Looks like an American Standard


----------



## TXPlumbBob (Dec 13, 2013)

It does look like an AmStd but what they have now are all 19-20" from CL to hangers. That kills the critical line.


----------



## Cajunhiker (Dec 14, 2009)

The counter guy at my favorite supply house knows all fixture things and valve stems from years of experience working behind the counter.

Hopefully you have such a go-to guy, too.


----------



## Grimmeute (May 8, 2012)

Is it a Crane? 
Wish I still had my old Crane rough-in books


----------



## TXPlumbBob (Dec 13, 2013)

thanks guys for the responses. I am not far from telling them we are fixing to take out walls and put in new urinals and fittings. The only reason I have this one is because the owners Hack could not figure it out.


----------



## Redwood (Sep 8, 2008)

No doubt is is an old water waster which probably isn't even available any more.

Why not set them up with a new 0.5gpf urinal, a sensor operated Toto Flushometer, and tell them it will pay for itself on the water bill and maintenance costs...
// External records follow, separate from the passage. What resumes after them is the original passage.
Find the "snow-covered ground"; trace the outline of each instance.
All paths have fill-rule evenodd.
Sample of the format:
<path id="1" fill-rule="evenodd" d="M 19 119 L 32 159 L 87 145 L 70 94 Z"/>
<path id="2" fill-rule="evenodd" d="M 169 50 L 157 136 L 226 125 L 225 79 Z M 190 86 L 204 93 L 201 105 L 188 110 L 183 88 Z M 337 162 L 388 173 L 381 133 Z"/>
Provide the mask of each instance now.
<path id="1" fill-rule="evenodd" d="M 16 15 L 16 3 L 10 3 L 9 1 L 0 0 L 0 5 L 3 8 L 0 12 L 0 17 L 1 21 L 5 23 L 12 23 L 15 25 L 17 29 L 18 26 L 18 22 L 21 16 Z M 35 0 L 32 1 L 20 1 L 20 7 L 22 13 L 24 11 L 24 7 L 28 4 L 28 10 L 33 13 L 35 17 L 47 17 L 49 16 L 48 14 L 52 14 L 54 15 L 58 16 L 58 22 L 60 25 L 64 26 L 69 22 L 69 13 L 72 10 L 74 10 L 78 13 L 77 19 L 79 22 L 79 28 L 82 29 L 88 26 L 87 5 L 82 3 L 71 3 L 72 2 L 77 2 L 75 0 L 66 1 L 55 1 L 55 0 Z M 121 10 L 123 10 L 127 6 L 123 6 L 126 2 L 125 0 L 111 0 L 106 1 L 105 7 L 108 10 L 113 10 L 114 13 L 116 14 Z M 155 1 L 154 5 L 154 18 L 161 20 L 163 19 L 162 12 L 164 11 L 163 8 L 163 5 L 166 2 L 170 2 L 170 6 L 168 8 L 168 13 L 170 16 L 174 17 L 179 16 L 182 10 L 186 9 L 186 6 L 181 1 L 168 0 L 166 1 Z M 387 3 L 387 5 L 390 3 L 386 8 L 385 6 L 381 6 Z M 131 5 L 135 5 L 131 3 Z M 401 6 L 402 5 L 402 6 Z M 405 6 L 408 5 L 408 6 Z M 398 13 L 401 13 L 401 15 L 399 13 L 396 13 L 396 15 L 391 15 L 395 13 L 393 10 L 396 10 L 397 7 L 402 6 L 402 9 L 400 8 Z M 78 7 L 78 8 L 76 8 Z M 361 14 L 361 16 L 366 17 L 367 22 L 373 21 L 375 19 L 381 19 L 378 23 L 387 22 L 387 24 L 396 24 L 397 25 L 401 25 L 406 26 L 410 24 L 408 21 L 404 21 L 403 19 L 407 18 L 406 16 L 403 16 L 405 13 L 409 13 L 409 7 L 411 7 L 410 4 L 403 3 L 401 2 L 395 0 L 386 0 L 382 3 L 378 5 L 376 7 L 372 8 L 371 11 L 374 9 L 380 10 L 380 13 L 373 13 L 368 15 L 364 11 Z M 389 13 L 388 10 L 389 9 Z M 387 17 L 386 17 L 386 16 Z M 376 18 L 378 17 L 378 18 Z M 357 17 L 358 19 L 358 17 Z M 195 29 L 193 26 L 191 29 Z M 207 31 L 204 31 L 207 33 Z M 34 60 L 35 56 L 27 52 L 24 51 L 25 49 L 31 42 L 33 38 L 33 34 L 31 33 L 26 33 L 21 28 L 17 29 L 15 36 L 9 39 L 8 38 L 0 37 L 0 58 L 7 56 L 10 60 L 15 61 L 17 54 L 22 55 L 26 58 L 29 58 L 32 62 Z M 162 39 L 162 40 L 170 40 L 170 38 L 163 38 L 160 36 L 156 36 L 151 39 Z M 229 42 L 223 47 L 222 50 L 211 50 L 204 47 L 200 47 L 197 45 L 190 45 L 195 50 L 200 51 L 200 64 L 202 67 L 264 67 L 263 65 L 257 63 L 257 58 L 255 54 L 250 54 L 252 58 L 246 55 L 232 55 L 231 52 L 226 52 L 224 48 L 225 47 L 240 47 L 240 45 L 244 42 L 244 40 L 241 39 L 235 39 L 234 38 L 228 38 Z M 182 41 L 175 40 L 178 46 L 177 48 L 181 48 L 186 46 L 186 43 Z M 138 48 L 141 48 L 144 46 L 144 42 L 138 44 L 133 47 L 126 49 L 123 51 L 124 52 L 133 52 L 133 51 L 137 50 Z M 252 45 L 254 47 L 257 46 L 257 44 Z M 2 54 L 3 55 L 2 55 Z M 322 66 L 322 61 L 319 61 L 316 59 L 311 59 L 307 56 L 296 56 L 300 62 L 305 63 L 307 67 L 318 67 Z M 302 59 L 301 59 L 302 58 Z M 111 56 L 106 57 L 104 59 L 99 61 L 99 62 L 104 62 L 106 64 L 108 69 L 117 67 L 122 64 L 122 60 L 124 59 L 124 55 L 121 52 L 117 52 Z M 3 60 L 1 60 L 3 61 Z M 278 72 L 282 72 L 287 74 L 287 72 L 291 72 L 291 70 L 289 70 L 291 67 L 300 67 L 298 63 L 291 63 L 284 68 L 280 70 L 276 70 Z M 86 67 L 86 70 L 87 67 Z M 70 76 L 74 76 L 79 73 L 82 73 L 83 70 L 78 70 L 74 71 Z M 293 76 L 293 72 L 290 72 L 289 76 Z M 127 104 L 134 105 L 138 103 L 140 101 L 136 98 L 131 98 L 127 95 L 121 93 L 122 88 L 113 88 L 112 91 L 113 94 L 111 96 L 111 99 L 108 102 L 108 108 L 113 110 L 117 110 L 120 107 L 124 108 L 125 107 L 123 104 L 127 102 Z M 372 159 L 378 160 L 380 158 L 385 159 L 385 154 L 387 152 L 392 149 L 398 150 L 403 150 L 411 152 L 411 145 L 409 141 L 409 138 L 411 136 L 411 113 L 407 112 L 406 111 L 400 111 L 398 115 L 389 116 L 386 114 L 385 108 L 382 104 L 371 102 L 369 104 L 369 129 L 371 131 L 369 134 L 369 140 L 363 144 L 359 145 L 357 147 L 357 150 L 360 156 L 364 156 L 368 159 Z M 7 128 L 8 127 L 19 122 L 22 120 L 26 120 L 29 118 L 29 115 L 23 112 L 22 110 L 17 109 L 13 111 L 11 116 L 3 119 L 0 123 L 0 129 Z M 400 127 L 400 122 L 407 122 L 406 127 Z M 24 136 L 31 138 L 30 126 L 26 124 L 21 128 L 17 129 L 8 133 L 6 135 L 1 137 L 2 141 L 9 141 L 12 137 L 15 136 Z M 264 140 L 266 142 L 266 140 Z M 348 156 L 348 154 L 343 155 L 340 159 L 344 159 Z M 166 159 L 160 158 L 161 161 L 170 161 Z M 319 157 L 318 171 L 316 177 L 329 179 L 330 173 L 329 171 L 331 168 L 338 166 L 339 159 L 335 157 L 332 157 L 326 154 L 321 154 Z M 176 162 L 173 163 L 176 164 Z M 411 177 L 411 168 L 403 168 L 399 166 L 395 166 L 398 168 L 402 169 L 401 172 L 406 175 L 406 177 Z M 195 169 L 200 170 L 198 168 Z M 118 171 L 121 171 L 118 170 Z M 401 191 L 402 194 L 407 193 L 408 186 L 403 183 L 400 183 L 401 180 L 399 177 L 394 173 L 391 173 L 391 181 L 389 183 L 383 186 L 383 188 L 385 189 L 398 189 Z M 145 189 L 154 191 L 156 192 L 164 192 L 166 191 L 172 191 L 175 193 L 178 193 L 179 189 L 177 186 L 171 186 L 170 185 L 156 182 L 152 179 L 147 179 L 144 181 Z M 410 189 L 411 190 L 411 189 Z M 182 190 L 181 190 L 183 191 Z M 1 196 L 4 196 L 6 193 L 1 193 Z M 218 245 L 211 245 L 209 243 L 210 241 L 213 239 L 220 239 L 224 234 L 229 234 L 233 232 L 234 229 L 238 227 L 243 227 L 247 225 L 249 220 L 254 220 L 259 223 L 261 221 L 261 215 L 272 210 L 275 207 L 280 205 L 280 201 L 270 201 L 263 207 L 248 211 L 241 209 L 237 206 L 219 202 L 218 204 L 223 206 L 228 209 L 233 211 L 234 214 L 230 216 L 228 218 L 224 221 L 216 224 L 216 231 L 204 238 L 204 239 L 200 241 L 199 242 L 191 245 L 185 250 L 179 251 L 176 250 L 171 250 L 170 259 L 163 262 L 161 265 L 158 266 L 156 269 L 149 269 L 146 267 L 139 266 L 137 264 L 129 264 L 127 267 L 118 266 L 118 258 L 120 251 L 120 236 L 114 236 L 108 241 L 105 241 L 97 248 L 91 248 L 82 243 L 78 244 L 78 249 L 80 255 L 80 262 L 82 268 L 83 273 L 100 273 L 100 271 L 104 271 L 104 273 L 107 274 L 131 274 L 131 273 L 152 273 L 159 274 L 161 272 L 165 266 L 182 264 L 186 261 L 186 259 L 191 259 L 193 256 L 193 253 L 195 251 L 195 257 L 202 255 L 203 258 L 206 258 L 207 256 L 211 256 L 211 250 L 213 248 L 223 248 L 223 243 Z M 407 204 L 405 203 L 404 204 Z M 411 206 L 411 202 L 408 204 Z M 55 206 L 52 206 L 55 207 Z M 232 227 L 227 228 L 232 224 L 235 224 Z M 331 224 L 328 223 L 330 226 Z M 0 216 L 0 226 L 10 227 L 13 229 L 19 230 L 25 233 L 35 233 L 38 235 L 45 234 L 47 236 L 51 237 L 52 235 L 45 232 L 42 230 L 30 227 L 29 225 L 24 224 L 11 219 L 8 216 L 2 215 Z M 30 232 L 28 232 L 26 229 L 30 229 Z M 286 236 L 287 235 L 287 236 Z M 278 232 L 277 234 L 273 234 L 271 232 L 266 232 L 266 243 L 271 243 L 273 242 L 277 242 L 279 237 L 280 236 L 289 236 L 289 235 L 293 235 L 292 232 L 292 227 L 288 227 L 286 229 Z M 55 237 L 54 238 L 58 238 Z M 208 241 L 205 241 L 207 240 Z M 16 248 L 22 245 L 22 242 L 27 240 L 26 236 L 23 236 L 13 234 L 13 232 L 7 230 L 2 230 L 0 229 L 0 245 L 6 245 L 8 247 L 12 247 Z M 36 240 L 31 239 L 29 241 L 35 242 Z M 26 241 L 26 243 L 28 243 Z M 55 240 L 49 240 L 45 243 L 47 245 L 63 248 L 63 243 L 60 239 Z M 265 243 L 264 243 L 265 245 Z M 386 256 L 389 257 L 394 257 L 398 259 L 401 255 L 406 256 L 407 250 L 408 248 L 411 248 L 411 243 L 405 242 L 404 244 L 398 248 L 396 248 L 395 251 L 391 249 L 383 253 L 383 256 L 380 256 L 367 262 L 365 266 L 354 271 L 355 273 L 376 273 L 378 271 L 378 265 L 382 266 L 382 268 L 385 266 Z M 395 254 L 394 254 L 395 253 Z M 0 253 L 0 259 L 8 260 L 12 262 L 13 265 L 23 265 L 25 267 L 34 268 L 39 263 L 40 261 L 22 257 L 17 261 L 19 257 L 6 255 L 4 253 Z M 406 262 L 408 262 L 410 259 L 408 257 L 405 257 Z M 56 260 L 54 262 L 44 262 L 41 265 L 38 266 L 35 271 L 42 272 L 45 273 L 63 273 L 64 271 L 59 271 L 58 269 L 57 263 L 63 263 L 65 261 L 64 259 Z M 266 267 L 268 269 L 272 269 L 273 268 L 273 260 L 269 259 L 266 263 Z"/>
You do realize that auto flush sensors are a big savings on keeping urinal lines clean....

http://www.epa.gov/WaterSense/products/urinals.html

Yea... I know... Big Gubermint...
It's a great reason not to sell green plumbing...
Go ahead! Put Limits On Yourself!


----------



## TXPlumbBob (Dec 13, 2013)

thank you redwood, that is where we are headed


----------



## Redwood (Sep 8, 2008)

TXPlumbBob said:


> thank you redwood, that is where we are headed


Good Choice!
Should make the customer quite happy..


----------



## Plumbus (Aug 4, 2008)

Red
I just sold 3 of the Toto urinal 0.5gpf flush valves and 4 of the 1.23gpf WC valves. My Toto rep says they are water driven with a LI battery back up which he explained need about a half dozen flushes a day to keep the battery charged and it will last the life of the urinal. He says they are great for airports. Stadiums and arenas, because they sit vacant for extended periods, would probably need battery change outs occasionally. My app is a burger/beer joint, so I don't think we'll have any problems due to lack of use.


----------



## GREENPLUM (Jul 27, 2008)

Atlanta Hartsfield Airport has all toto fixtures. The same ones you are getting


----------



## Redwood (Sep 8, 2008)

Plumbus said:


> Red
> I just sold 3 of the Toto urinal 0.5gpf flush valves and 4 of the 1.23gpf WC valves. My Toto rep says *they are water driven with a LI battery back up which he explained need about a half dozen flushes a day to keep the battery charged and it will last the life of the urinal.* He says they are great for airports. Stadiums and arenas, because they sit vacant for extended periods, would probably need battery change outs occasionally. My app is a burger/beer joint, so I don't think we'll have any problems due to lack of use.


Yea... What an idea that was...
Again like you said not perfect in every application, such as the unused for long periods, but most it will work very nicely..

In the event of battery discharge an extra set of batteries and a charger with a well trained maintenance staff can have things back in order for the season pretty quickly..


----------